Initiation of treatment should be under the direct supervision of a specialist.
Casodex is extensively metabolised in the liver. Data suggests that its elimination may be slower in subjects with severe hepatic impairment and this could lead to increased accumulation of Casodex. Therefore, Casodex should be used with caution in patients with moderate to severe hepatic impairment.
Periodic liver function testing should be considered due to the possibility of hepatic changes. The majority of changes are expected to occur within the first 6 months of Casodex therapy.
Severe hepatic changes and hepatic failure have been observed rarely with Casodex, and fatal outcomes have been reported (see section 4.8).
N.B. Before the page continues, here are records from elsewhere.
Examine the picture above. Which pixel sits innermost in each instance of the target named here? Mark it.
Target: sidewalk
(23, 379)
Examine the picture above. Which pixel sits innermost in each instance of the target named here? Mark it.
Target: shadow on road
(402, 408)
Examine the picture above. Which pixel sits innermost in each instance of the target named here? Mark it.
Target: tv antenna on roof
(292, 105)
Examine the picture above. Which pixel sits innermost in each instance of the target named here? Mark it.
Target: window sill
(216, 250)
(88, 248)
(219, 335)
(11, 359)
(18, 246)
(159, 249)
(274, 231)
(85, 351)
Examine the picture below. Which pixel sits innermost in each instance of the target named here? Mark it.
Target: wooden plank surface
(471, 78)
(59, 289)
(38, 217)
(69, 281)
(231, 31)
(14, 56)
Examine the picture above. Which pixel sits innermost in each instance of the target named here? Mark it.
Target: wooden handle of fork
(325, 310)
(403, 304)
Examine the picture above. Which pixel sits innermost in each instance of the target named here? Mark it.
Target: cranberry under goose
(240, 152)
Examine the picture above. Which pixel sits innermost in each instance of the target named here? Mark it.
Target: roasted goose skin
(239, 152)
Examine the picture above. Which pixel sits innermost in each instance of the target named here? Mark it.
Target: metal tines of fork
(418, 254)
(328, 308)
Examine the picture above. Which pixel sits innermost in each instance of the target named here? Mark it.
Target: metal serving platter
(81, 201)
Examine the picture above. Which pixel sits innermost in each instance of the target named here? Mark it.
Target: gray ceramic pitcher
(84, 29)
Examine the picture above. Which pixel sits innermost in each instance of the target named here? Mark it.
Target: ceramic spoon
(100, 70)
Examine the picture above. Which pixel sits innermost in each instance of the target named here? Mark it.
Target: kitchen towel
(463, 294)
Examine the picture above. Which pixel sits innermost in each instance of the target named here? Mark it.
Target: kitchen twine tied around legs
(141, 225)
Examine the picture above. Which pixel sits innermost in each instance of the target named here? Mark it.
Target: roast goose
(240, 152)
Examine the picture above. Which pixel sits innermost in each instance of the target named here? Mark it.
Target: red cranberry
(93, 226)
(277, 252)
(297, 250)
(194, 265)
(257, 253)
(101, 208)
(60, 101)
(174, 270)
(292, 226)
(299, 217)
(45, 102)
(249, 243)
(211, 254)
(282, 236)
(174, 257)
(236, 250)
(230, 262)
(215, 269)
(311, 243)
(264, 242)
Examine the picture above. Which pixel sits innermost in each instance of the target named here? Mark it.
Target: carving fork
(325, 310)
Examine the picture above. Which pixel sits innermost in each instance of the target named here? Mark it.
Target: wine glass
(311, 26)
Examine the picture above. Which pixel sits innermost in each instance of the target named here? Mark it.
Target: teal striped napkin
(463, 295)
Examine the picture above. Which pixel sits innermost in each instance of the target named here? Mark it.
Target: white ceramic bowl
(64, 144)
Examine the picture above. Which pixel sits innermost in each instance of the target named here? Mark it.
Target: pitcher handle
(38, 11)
Casodex therapy should be discontinued if changes are severe.
A reduction in glucose tolerance has been observed in males receiving LHRH agonists. This may manifest as diabetes or loss of glycaemic control in those with pre-existing diabetes. Consideration should therefore be given to monitoring blood glucose in patients receiving Casodex in combination with LHRH agonists.
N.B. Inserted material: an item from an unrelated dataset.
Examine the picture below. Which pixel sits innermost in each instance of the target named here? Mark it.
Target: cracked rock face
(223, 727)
Casodex has been shown to inhibit cytochrome P450 (CYP3A4), as such caution should be exercised when co-administered with drugs metabolised predominantly by CYP3A4 (see sections 4.3 and 4.5).
Androgen deprivation therapy may prolong the QT interval.
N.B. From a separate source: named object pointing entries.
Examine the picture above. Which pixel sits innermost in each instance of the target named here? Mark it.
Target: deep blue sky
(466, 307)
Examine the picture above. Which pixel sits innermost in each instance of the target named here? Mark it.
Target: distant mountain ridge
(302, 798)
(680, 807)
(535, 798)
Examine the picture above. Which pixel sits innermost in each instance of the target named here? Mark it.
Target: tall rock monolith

In patients with a history of or risk factors for QT prolongation and in patients receiving concomitant medicinal products that might prolong the QT interval (see section 4.5) physicians should assess the benefit risk ratio including the potential for Torsade de pointes prior to initiating Casodex.
Antiandrogen therapy may cause morphological changes in spermatozoa. Although the effect of bicalutamide on sperm morphology has not been evaluated and no such changes have been reported for patients who received Casodex, patients and/or their partners should follow adequate contraception during and for 130 days after Casodex therapy.
Potentiation of coumarin anticoagulant effects have been reported in patients receiving concomitant Casodex therapy, which may result in increased Prothrombin Time (PT) and International Normalised Ratio (INR). Some cases have been associated with risk of bleeding. Close monitoring of PT/INR is advised and anticoagulant dose adjustment should be considered (see sections 4.5 and 4.8).
Patients with rare hereditary problems of galactose intolerance, total lactase deficiency or glucose-galactose malabsorption should not take this medicine.
This medicine contains less than 1 mmol sodium (23 mg) per tablet, that is to say essentially 'sodium-free'.